8. Nuevo Flamenco is widely agreed to have been born with Lole y Manuel’s first album Nuevo Día. The genre encompasses a wider variety of many others, including pop, rock, jazz, blues, Cuban and African rhythms. Look out for the band Triana, who fused rock and flamenco traditions, or Pata Negra who sought to blend the blues into the flamenco tableau. Chano Domínguez is said to be the most popular jazz flamenco pianist on the scene at the moment, adapting the use of the piano to many traditional Spanish music genres, but maintaining a strictly improvisational approach.
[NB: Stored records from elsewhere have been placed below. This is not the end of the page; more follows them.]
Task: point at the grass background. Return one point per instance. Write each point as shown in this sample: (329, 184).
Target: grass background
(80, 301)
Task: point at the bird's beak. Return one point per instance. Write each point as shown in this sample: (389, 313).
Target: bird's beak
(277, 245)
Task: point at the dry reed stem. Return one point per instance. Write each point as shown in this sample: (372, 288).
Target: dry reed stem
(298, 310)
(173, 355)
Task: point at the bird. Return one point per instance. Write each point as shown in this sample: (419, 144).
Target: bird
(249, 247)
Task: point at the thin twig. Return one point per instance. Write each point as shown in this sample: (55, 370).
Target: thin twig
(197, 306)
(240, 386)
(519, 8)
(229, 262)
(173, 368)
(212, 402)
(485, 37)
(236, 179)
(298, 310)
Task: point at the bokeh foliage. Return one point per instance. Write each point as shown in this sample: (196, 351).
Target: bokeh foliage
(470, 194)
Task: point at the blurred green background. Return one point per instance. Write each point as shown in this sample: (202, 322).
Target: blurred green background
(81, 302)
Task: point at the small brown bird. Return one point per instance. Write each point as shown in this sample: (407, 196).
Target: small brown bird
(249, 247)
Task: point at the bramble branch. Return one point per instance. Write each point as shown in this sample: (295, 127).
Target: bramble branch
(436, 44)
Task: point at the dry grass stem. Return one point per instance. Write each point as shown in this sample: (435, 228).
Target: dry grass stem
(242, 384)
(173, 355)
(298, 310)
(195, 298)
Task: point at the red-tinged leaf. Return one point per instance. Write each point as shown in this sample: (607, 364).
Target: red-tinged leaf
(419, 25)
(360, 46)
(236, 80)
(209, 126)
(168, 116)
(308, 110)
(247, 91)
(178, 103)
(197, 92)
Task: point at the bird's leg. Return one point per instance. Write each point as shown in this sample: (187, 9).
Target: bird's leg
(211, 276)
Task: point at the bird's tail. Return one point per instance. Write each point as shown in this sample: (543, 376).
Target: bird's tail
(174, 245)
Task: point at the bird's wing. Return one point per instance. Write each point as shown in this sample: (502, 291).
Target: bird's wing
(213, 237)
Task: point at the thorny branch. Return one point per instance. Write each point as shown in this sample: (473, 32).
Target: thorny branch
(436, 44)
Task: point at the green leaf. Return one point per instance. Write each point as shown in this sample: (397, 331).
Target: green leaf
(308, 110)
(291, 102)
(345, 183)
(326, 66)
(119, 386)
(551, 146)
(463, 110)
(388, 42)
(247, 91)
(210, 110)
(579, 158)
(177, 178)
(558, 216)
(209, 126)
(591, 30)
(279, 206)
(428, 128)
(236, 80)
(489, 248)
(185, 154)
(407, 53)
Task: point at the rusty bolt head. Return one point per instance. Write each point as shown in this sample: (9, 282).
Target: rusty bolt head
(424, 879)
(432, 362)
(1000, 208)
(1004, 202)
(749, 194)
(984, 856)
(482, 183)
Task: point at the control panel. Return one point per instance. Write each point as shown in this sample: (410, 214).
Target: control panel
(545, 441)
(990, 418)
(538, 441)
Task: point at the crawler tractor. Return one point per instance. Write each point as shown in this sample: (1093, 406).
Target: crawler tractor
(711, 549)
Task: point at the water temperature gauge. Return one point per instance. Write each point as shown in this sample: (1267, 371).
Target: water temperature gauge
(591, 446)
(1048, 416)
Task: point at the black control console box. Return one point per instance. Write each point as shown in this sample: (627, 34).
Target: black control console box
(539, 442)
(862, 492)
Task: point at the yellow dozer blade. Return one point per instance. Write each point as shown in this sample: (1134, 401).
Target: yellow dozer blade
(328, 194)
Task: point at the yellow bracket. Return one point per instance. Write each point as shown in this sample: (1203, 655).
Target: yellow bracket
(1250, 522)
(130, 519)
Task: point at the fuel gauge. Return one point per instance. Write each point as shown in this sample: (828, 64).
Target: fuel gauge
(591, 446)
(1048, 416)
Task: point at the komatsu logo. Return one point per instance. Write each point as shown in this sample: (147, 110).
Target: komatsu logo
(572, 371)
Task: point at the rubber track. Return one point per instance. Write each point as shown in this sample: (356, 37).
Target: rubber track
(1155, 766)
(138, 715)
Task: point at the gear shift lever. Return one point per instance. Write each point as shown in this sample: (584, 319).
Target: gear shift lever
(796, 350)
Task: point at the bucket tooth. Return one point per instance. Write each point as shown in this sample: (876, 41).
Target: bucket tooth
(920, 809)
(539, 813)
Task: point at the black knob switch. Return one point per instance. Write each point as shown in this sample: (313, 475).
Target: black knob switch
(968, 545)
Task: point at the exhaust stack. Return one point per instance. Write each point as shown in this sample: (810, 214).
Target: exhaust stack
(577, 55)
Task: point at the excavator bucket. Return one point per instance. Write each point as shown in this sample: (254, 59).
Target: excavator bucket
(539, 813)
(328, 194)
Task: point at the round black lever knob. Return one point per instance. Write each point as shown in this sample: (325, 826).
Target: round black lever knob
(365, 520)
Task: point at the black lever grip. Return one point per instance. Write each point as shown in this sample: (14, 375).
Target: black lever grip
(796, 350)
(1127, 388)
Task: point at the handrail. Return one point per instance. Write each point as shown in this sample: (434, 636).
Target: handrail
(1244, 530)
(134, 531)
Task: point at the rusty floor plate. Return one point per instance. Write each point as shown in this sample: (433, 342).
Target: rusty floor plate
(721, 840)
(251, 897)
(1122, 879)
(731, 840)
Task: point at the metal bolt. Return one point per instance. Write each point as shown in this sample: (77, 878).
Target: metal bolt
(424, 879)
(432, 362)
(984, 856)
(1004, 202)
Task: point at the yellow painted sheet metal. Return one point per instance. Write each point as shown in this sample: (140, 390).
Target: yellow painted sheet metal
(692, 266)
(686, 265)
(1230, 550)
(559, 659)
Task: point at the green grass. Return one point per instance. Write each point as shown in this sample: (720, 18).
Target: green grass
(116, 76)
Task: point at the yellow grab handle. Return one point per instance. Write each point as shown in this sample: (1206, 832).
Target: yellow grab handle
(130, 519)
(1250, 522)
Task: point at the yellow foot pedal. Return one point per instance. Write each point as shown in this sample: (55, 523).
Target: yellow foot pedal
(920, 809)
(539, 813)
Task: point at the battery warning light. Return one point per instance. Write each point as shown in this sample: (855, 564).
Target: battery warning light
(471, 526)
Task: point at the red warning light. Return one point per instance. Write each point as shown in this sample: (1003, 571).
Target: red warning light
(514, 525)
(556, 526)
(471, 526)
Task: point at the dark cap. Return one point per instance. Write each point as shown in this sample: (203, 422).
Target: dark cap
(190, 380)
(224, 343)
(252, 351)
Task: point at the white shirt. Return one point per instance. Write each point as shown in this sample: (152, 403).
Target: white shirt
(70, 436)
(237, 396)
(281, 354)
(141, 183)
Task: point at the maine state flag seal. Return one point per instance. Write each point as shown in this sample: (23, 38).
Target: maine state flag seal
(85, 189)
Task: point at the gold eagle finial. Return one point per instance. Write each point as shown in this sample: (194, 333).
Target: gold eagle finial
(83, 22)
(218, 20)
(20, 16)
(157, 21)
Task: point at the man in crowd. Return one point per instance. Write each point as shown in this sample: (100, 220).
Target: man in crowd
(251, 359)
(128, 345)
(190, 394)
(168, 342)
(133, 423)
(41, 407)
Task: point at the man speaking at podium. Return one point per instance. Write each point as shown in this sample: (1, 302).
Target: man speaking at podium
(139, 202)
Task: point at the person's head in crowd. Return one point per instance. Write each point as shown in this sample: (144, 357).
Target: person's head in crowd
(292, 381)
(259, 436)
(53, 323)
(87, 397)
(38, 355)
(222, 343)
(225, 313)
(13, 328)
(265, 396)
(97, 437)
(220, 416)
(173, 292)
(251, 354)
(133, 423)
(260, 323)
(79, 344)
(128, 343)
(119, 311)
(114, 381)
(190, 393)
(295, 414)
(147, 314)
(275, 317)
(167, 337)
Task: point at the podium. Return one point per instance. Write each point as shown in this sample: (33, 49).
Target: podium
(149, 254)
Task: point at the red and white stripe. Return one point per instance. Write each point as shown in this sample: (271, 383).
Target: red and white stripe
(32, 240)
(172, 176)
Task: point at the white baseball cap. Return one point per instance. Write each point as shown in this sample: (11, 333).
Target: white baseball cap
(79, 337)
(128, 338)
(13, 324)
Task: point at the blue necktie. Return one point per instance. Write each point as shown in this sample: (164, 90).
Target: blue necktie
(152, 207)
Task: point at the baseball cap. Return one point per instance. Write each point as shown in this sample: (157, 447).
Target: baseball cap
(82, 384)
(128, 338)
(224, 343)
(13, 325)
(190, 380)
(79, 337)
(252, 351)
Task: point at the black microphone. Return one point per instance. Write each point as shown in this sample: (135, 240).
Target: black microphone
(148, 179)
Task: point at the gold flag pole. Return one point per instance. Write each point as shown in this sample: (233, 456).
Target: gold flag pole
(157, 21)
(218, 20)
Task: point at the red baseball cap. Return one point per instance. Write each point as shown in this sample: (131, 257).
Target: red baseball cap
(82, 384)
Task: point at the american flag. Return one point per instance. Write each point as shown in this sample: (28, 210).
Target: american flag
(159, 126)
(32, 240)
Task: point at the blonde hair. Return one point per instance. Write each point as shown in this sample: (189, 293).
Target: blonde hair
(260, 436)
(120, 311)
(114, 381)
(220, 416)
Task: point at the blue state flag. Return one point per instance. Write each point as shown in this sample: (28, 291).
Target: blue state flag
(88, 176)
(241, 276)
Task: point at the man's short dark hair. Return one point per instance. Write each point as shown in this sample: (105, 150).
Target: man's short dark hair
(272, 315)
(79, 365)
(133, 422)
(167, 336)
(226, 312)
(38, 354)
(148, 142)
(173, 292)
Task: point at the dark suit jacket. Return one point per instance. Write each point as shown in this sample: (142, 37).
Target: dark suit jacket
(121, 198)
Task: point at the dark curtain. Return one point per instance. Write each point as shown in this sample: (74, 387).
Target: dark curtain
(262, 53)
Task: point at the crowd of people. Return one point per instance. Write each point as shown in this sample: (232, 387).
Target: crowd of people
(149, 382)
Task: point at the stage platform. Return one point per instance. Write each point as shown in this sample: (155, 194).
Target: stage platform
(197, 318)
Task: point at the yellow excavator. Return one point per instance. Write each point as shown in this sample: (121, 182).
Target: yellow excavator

9. Vicente Escudero (1882-1980) His utter refusal to conform to the traditional tempo, or compás, of flamenco, served to give him a reputation as the most controversial dancer of our times. As a boy, he danced to machinery or anything he could find a rhythm to, including, or so he claimed, the sound of the wind. His disregard for tempo and his opinion that following tradition was merely to steal the style of others made him unpopular among many other flamenco artists, who refused to work with him. However, his natural grace and ability to perform in such an expressive manner made him a roaring success with the Spanish public right up until his death.

 

 

10. Feria de Abril. This festival is flamenco incarnate, the singular most important event of the flamenco calendar. The men and women of the town of Seville in Southern Spain don their finest; el traje corto, in the case of the men, which consists of tight trousers and a short jacket. But it is the women who really light up the occasion. Jewel-coloured dresses of ostentatious frills and patterns flounce and dance through the streets for the entirety of the six day festival, held traditionally two weeks after Easter. Dozens of marquees line the banks of the Guadalquivir River, where guitarists strum, singers wail and dancers twirl throughout the night, well into the early hours.